Tags

, ,

One of the many joys of using the S2A is the square format of the 6×6 frames. This is partly practical in nature because it means there is no distinction between “landscape” and “portrait” format and so no awkward rotating of the camera is required, making it quicker to set up and compose on a tripod. However, there’s also the aesthetic nature of the format. In many ways a square format isn’t ideal, it provides a completely symmetrical frame and so the rules of thumb like the “golden” ratio don’t really work, and it can be difficult to balance the composition when bold elements are placed off-centre.

evening coffee

On the other hand when it works it can work really well – it’s a challenge, and I wouldn’t be shooting film with a camera that weighs a couple of kilos if I didn’t like making things difficult for myself.
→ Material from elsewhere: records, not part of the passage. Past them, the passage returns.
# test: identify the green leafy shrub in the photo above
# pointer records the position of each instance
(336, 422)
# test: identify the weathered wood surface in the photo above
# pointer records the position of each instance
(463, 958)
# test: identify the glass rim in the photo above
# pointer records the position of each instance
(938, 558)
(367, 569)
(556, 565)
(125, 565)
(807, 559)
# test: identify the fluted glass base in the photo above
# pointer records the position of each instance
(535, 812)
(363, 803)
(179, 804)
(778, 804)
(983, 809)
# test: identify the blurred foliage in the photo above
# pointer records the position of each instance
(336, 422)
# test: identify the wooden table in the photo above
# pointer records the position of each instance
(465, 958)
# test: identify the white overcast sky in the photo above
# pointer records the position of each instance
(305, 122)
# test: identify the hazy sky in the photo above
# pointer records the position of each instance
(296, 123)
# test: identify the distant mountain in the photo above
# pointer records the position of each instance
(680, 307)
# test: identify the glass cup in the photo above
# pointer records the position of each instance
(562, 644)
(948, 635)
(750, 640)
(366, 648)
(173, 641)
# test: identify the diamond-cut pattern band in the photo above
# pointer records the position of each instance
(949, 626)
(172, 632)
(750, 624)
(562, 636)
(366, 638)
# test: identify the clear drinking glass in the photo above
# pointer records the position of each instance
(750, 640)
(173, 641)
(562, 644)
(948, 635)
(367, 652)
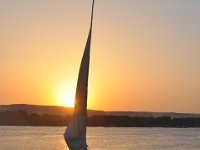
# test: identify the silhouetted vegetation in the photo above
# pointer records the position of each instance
(24, 118)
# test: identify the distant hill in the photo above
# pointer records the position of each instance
(63, 111)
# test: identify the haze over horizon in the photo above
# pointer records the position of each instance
(145, 55)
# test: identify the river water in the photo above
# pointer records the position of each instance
(99, 138)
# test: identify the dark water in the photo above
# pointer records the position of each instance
(51, 138)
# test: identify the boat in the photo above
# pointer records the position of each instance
(75, 134)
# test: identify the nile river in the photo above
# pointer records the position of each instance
(99, 138)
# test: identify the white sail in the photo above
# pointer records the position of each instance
(75, 134)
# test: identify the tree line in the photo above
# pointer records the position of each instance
(32, 119)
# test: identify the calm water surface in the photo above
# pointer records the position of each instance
(51, 138)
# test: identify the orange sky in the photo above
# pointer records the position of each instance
(145, 55)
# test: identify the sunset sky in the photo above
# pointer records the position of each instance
(145, 54)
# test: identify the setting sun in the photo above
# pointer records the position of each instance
(65, 95)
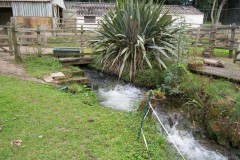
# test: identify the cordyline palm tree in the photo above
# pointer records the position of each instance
(133, 35)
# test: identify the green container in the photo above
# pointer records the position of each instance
(66, 52)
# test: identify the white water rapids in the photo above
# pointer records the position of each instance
(124, 97)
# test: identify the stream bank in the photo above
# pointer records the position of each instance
(121, 96)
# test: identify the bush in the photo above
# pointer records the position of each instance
(133, 35)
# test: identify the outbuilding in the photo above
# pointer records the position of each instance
(89, 14)
(30, 13)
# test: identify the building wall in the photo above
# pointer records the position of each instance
(191, 20)
(89, 26)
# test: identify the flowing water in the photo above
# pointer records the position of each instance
(120, 96)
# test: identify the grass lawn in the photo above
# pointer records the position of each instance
(53, 124)
(217, 52)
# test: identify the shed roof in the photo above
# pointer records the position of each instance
(25, 0)
(98, 9)
(179, 9)
(90, 9)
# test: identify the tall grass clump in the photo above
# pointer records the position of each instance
(135, 34)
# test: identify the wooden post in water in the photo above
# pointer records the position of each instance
(232, 41)
(10, 39)
(75, 20)
(39, 41)
(197, 40)
(15, 40)
(82, 51)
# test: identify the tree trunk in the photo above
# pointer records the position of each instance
(212, 11)
(219, 11)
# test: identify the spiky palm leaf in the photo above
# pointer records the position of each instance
(134, 34)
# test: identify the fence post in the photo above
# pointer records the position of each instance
(15, 40)
(197, 40)
(232, 41)
(75, 20)
(82, 51)
(39, 41)
(10, 39)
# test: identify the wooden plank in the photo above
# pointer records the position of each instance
(219, 72)
(77, 61)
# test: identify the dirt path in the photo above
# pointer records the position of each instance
(8, 67)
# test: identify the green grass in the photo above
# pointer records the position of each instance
(217, 52)
(41, 66)
(70, 127)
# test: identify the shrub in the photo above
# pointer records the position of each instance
(133, 35)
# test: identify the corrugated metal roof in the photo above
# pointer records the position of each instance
(25, 0)
(98, 9)
(28, 9)
(178, 9)
(90, 9)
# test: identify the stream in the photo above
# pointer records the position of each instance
(121, 96)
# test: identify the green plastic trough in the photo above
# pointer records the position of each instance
(66, 52)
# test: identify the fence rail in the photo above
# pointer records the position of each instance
(73, 33)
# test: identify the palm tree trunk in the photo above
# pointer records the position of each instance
(220, 11)
(212, 11)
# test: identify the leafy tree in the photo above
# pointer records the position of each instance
(134, 35)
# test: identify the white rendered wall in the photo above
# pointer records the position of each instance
(191, 20)
(90, 26)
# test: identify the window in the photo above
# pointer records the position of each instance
(89, 19)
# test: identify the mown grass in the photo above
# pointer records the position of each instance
(41, 66)
(57, 125)
(217, 52)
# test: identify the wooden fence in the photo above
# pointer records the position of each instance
(72, 34)
(215, 37)
(14, 37)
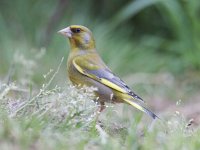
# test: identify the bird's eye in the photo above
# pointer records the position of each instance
(76, 30)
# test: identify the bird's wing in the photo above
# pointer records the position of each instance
(97, 70)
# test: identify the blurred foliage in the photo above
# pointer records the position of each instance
(143, 35)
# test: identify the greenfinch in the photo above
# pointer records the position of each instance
(85, 67)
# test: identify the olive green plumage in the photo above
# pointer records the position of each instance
(85, 67)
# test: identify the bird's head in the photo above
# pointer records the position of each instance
(79, 36)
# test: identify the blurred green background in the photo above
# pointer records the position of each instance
(153, 45)
(147, 36)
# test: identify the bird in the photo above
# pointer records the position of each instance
(85, 67)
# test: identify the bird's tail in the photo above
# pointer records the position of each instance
(141, 108)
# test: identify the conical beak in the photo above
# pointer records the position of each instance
(66, 32)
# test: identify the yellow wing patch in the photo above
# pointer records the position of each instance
(112, 85)
(102, 80)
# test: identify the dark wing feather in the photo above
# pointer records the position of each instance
(103, 75)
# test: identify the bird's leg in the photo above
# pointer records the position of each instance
(101, 108)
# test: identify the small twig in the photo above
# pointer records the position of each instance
(41, 91)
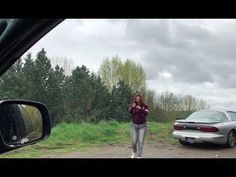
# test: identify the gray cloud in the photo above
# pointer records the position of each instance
(194, 52)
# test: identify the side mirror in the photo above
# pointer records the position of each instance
(22, 123)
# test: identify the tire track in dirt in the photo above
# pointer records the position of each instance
(154, 151)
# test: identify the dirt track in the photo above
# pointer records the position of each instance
(156, 151)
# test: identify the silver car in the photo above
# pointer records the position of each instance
(207, 126)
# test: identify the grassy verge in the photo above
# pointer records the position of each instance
(71, 137)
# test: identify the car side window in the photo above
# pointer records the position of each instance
(232, 115)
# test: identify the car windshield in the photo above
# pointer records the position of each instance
(207, 116)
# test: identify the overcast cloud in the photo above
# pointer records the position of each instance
(194, 57)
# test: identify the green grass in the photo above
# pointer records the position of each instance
(82, 136)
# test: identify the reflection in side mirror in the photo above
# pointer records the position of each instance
(23, 123)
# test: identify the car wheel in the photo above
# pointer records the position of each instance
(231, 139)
(183, 142)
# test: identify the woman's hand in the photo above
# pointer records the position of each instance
(133, 105)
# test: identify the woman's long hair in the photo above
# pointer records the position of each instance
(141, 103)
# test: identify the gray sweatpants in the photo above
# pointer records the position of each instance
(138, 132)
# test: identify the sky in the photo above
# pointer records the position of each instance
(184, 56)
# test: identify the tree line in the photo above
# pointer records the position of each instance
(81, 95)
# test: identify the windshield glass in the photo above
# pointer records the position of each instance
(207, 116)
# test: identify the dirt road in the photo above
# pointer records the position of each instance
(155, 151)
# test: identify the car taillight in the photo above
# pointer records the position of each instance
(208, 129)
(178, 127)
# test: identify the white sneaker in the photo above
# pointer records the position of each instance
(133, 155)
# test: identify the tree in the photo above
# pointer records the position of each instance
(113, 70)
(80, 94)
(121, 97)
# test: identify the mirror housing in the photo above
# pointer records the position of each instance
(22, 123)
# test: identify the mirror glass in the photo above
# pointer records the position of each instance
(20, 123)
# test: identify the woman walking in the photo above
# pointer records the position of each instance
(139, 111)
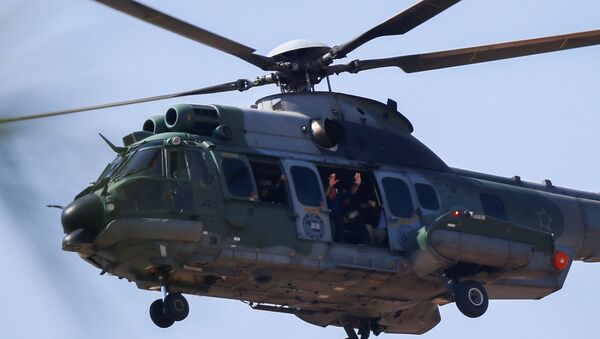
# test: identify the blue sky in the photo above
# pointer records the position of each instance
(536, 117)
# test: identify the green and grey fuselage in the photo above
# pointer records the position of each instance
(184, 195)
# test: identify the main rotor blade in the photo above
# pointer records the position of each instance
(396, 25)
(190, 31)
(473, 55)
(238, 85)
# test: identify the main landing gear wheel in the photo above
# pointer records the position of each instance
(159, 316)
(471, 298)
(176, 307)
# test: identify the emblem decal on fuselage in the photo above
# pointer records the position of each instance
(314, 227)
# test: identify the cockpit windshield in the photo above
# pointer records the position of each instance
(110, 168)
(146, 162)
(187, 164)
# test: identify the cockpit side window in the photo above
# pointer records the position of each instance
(237, 177)
(145, 162)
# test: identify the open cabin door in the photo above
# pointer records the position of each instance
(308, 200)
(400, 210)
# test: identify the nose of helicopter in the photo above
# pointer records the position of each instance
(82, 220)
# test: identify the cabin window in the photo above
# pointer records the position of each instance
(270, 182)
(427, 197)
(237, 177)
(492, 206)
(398, 197)
(187, 164)
(308, 189)
(144, 162)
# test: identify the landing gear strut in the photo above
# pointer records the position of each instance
(470, 297)
(171, 308)
(364, 330)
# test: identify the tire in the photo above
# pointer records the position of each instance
(176, 307)
(471, 298)
(158, 315)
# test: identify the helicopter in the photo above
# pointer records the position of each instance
(338, 167)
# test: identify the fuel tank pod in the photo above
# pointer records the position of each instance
(467, 237)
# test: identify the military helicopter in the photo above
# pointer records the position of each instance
(204, 228)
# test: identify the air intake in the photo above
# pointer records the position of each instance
(193, 119)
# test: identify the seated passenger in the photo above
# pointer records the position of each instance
(347, 227)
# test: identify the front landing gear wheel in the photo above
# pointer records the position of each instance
(158, 314)
(471, 298)
(176, 307)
I find the square format works well with strong shapes and lines, and the restricted frame makes it well suited for single subjects. I also find it can work with negative space much more pleasingly than a rectangular format.
For landscapes, it can go either way, you get more height for a given width on a horizontal rectangle, but you can’t get the same sense of a sweeping vista before you that a 3:2 format can provide, or manage quite the same towering skies. In less open landscapes on the other hand, it seems to work more successfully, providing a more intimate atmosphere beside a woodland riverbank or in a city street, where a wider frame might end up just showing a blank wall on one edge.
I think it suits my own style fairly well – even before I got the S2A or the Zenith I would find a square crop in many cases suited my intentions better than the normal rectangle.